Trigger taxonomy
The trigger is the anchor of every workflow. The system surfaces the trigger question early when intent is ambiguous: “What starts this workflow?”| Trigger | Shape | Examples |
|---|---|---|
| User interaction | UI-backed | Form submission, button click, page load |
| External event | Headless | HubSpot contact created, Stripe payment received, EHR record updated |
| Schedule | Headless | ”Every Monday at 9am…”, “On the 1st of each month…” |
| Webhook | Headless | Inbound HTTP from a configured external source |
| Manual | Either | Human-initiated run via the test/run console |
| Agent invocation | Either | AgentCaller per the A2A protocol on a delegated authority chain |
| Data-change event | Either | Entity record or field changes in the project |
Multi-trigger workflows
A single workflow can have more than one trigger when the trigger shapes are compatible.| Class | Supported | Description |
|---|---|---|
| Class A — Same shape, same schema | ✅ V1 | Multiple triggers of the same type producing the same payload. E.g., two webhooks for different referral partners both feeding the same intake logic. |
| Class B — Same shape, different schema | ✅ V1 | Multiple triggers of the same type with different payloads. Each trigger maps its payload into a normalized first-step input via per-trigger entry steps. |
| Class C — Mixed shape | 🔄 Counter-proposed | Mixed trigger types implying different workflow shapes. The system proposes two sibling workflows that share steps. |
Data-change triggers
Data-change events fire when an entity record or field changes inside the project. They are the substrate for cross-workflow communication. Every data-change event carries:| Field | Description |
|---|---|
entity | Entity type (e.g., patient) |
field | Specific field, or * for record-level changes |
actor | Identifier of the actor that caused the change |
actor_type | user / agent / workflow / integration |
before | Prior value (null for created records) |
after | New value (null for deleted records) |
at | Timestamp |
actor != self.
The system proactively detects potential loops whenever a workflow is compiled or modified. If your workflow’s writes could trigger another workflow that writes back to the same entity, the advisor surfaces the loop and proposes a guard.
Authoring a headless workflow
For workflows without a UI, the center pane is the test/run console.
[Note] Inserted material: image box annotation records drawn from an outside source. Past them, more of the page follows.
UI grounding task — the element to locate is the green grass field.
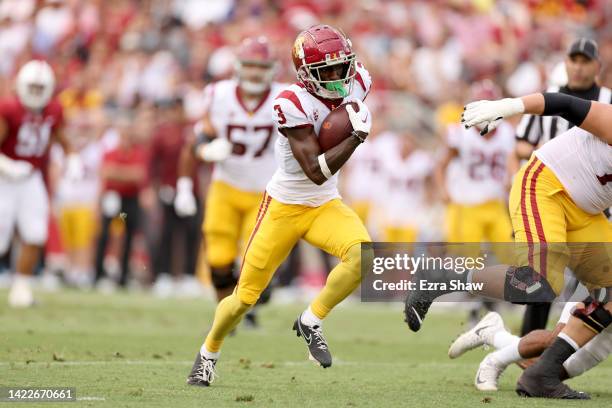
[0,291,612,408]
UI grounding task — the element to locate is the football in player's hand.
[319,102,359,152]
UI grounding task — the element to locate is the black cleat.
[404,270,452,332]
[516,363,591,400]
[293,315,331,368]
[404,292,433,332]
[187,351,217,387]
[244,309,259,329]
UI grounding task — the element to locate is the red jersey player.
[0,61,81,307]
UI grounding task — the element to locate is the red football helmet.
[236,36,275,94]
[292,24,355,99]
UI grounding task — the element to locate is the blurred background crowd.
[0,0,612,295]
Use it to:- Compose a trigger payload — The system generates a sample payload matching the trigger schema. Edit values to match your test case.
- Run — Fires the workflow against sandbox data. Integration calls are edge-sandboxed (never real in sandbox mode).
- Inspect the trace — The trace view shows every step, input, output, decision, and side effect. See Trace & Replay.
- Iterate — Refine in chat. Run again.
Authoring a UI-backed workflow
For workflows with a UI surface, the center pane is the live app. The rendered form or dashboard runs against sandbox data. You interact with it exactly as your users will, submit forms, and watch the trace update in real time.Deterministic vs. agentic steps
Workflows can mix deterministic steps (conditional branches, data transformations, integration calls with fixed schemas) and agentic steps (AI inference calls that produce variable output based on context). Agentic steps run through the AI Gateway — every inference call is PHI-guarded, audited, and governed by your org’s model policy. You do not specify model or provider directly; the system selects per your org’s configuration and tier. When authoring an agentic step, describe the intent:“If the intake summary indicates urgency, classify the risk level as low, medium, or high.”The system compiles a step with: model call, prompt anchored to the intake entity fields, output schema (
risk_level: enum[low, medium, high]), and an explicit confidence threshold you can tune.
Agent-invoked workflows
Workflows with audience Agent-callable can be invoked by anAgentCaller under delegated authority — no human in the loop. The delegating user’s authority bounds what the agent can do; the audit chain records every invocation, every tool call, and the full delegation chain. See A2A Protocol.
Step graph inspection
After the system compiles or updates the contract, the contract view (right-side panel) shows:- Each step with its type, inputs, outputs, and conditions
- Entity references and field dependencies
- Integration calls with payload schema
- Branching conditions
- The trigger definition
Common authoring patterns
Conditional routing:“If risk is flagged high, page the on-call clinician. Otherwise, assign to the next available slot.”Parallel steps:
“At the same time, notify the billing coordinator and update the scheduling system.”Error handling:
“If the EHR call fails, retry twice, then flag the record for manual review.”Schema changes:
“Add a field to track whether the patient has given consent for AI-assisted notes.”Schema changes are surfaced as explicit confirmation gates because they have migration consequences.